Stitch the sides together until you reach the two inch mark. To keep the stitches from unraveling, add half a centimeter of stiches perpendicular to the sides at the two inch mark (see the picture).
Step 7: Drawstring Openings
Next, you’ll modify the edges where the drawstrings enter and exit the bag so they look nice. On the sides of the bag, fold the top two inches over (along the side edge) about 5 centimeters and stitch them down. This step isn’t very difficult, but it’s hard to describe in words, so check out the pictures.
Step 8: Drawstring Fold
With the bag still inside-out, fold over the top edge of the bag and secure it with safety pins. The distance from the fold to the end of the lanyards should be an inch. The end of the lanyards should line up the perpendicular stitches you put on the sides of the bag in Step 6: Sewing the Sides. Line up the edges of the lanyards to keep the fold square. For example, on my bag I checked that the left edges of the green lanyard were right on top of each other on the fold.
Stitch down the fold, removing the pins as you go along. Be extremely careful to not sew the two sides of the bag together.
Step 9: Drawstring Holes
The drawstring holes are simple enough. Turn your bag so its right-side-out. Set your sewing machine to zig-zag stitches, which should prevent fraying. You’ll need to sew a square of zig-zag stitches with an inner side length of around 8 millimeters. The outer side length of the square will depend on the thickness of your zig-zag stitches. On a piece of scrap cloth, measure the thickness of the zig-zag stitches. The outer length of the square will be 8 millimeters plus two-times-the-stitch-thickness. (See the diagram.) Mark the corners of the outer square with a Sharpie on your bag.
Rotate the wheel on the sewing machine so the needle is the farthest right it will ever be, so it will move to the left. Start stitching the mark you made at the corner closest to the corner of the bag, which is up 5 mm and over 10 mm. Continue stitching until you reach the next mark you made. Repeat this process for all four sides of the square, then flip over the bag and do the other corner.
After you have created a square, use a knife to cut an X shape in the middle of the square. The drawstring will slide through this X. Do not attempt to remove more of the fabric! It won't work, and you will hate yourself forever!

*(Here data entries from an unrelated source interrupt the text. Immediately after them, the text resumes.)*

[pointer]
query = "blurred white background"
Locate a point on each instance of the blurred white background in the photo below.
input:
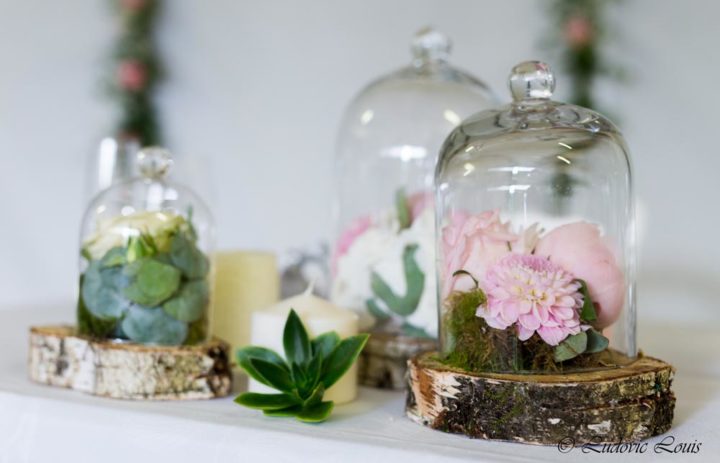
(254, 94)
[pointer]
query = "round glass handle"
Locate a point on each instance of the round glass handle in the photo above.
(431, 45)
(531, 80)
(154, 162)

Step 10: Adding the Drawstrings
Cut your drawstring in half, so each piece is 6 feet long. Pick one piece and attach the safety pin through the end. Push the safety pin with the string as far through the drawstring fold as possible, then pinch the end of the safety pin that is closest to the opening. With your other hand, push as much of the fabric around the safety pin as possible, so it’s all bunched up around the safety pin. Then pinch the end of the safety pin that’s farthest from the opening, and let go of the other end of the safety pin. Use this process to thread the drawstring through the fold inch-by-inch.

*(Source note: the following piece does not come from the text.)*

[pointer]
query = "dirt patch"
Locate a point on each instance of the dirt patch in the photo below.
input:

You need to run the first drawstring through one opening and all the way around the top of the bag so that it exits the same side it entered. Do the same thing with the other drawstring, except on the other side of the bag. Then run each drawstring through the respective holes on each side of the bag and knot them.
Step 11: Add a Tie
Finally, the finishing touch: add a tie. After I’d finished my bag, I decided it needed a tie because I couldn’t pull the drawstrings quite as tight as I wanted to. The tie you’ll create in this step consists of two loops, each attached to opposite sides of the bag. When knotted together, the loops keep things from falling out of the bag.
Cut your lace into two pieces, each 11 inches long. Pull the drawstring on your bag tight and experiment with the placements of the two ends of the lace until you find one you like. Remember that there needs to be enough slack to allow you to tie the bag. Notice which lanyards the ends of the lace should be attached to. Loosen the bag. Sew the ends of the tie in place over the stitches that created the drawstring fold on the inside of the bag. Make sure to do a couple rows of stitches so they don’t break.
Step 12: Finished!
Let me know if you have any questions or ideas!